Un rapport souligne la détérioration des conditions de travail des enseignants
Pressions externes, besoins qui s’apparentent davantage à des services sociaux, surcharge de travail, dévalorisation de la profession, enjeux grandissants en matière de santé mentale… Le rapport du Sommet sur l’avenir de l’éducation franco-ontarienne cerne plusieurs défis cruciaux en vue d’une feuille de route d’ici mars 2025.
La majorité des participants jugent le système éducatif de langue française en Ontario « en assez mauvais état et souvent pas assez inspirant ou concurrentiel » face au système d’éducation de langue anglaise ».

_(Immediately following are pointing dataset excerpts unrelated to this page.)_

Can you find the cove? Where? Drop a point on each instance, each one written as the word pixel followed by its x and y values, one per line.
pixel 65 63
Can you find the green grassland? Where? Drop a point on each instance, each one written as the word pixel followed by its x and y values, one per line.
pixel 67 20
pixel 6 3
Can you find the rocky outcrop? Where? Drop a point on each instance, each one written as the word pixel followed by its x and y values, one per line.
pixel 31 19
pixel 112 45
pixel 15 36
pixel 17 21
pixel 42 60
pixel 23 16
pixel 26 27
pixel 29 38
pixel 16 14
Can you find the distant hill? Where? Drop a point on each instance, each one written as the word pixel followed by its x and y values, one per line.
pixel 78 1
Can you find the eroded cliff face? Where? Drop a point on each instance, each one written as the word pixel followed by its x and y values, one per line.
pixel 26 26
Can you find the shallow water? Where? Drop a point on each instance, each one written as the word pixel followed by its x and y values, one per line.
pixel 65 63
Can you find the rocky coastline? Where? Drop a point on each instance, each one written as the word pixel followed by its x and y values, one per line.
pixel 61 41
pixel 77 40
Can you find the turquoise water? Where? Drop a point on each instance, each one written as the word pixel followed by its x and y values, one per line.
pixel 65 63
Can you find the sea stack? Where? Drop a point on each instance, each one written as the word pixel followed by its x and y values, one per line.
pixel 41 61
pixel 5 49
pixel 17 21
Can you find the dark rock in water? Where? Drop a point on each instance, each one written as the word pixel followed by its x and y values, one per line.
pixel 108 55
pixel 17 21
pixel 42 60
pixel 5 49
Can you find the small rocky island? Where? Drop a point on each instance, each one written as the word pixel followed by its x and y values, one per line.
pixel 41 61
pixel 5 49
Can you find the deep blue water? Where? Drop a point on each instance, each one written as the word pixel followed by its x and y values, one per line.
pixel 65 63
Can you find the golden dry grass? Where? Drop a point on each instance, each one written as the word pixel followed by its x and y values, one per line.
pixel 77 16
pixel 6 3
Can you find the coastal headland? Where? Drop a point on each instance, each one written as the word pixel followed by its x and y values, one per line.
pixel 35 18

Le statu quo n’est « pas tenable à long terme », conclut le document, fruit d’une vaste consultation lancée en 2021, qui a duré près d’un an, et à laquelle a pris part le gouvernement. « Un véritable dialogue, inclusif et courageux doit être instauré pour que s’opère une réelle transformation du système d’éducation franco-ontarien. »
Face à des besoins des élèves croissants, pour sauver le système du naufrage, les auteurs de cette synthèse croient qu’il faut entre autres veiller à transmettre un sens d’appartenance aux élèves, les ouvrir au monde communautaire, les amener à privilégier le français ou encore renforcer leurs compétences en savoir-faire et savoir-être.
Ils mettent en relief également la nécessité de revoir la Politique d’aménagement linguistique et de reconnaitre davantage les principes d’ouverture, d’inclusion et d’évolution de la culture franco-ontarienne.
Revoir le modèle avec des ressources adéquates
Seulement, pour y parvenir, cela imposerait de revoir complètement le modèle d’enseignement, redéfinir la fonction du personnel et repenser le milieu de vie. Un vaste chantier qui passe par plus de ressources, à commencer par recruter et retenir le personnel.
« C’est le morceau le plus gros qui est ressorti de ce rapport », commente Anne Vinet-Roy, présidente de l’Association des enseignantes et des enseignants franco-ontariens (AEFO). « C’est ambitieux oui, mais on s’engage au niveau collectif en reconnaissant que le système a besoin d’être ajusté si on veut d’une éducation de qualité équivalente au système anglophone. Et le financement doit refléter ce besoin, que ce soit au niveau de la pédagogie, de la diversité, du recrutement. »
Le rapport identifie en effet le manque de personnel comme « la plus grande menace pour la pérennité de la qualité de l’éducation » et incite à des efforts considérables pour valoriser la profession et « agir pour trouver, de façon urgente, des moyens efficaces mettant fin aux pénuries ».
« La pénurie n’est pas seulement en éducation, mais certains de ces emplois souffrent d’être en bas de l’échelle salariale. On demande au gouvernement de tenir compte de ce rapport car ce sont des recommandations favorables à tout l’Ontario. Il faut vraiment qu’on s’y attarde », signale Fabien Hébert, président de l’Assemblée de la francophonie de l’Ontario (AFO).
Son organisation s’inquiète entre autres du taux de roulement et de la pénurie de main-d’œuvre. L’AFO croit que la communauté doit impérativement se demander pourquoi un tiers des élèves francophones se retrouvent dans le système scolaire de la majorité, malgré les bonnes performances de nos écoles.
Une feuille de route pour les cinq prochaines années
En 2021, un premier rapport sur les origines et les solutions à la pénurie de travailleurs en éducation avait livré plusieurs recommandations. Mais toutes n’ont pas été suivies, l’AEFO critiquant en mai dernier un « manque d’ambition politique », dans une lettre adressée au ministre de l’Éducation. Le recrutement dans les conseils scolaires reste fragile en Ontario.
Le document prône la mise en œuvre d’une feuille de route incluant des initiatives, des cibles et des mesures concrètes pour jauger les progrès en termes de pédagogie, de curriculum et de réussite éducative, avec à l’appui les ressources financières et, en point de mire, mars 2025 pour évaluer l’évolution de cette feuille.
« Ça va demander un effort concerté », prévient M. Hébert. « Ce n’est pas seulement le rôle du gouvernement mais c’est aussi à la communauté de définir ce qu’elle veut. On doit tous s’y mettre pour s’assurer par exemple que le continuum d’éducation soit effectif de la petite enfance au postsecondaire. »
« Le gouvernement a participé au sommet – en décembre dernier à Ottawa – qui a abouti à ce rapport et on rencontre régulièrement ses membres depuis, en les rappelant à leurs responsabilités », renchérit Mme Vinet-Roy.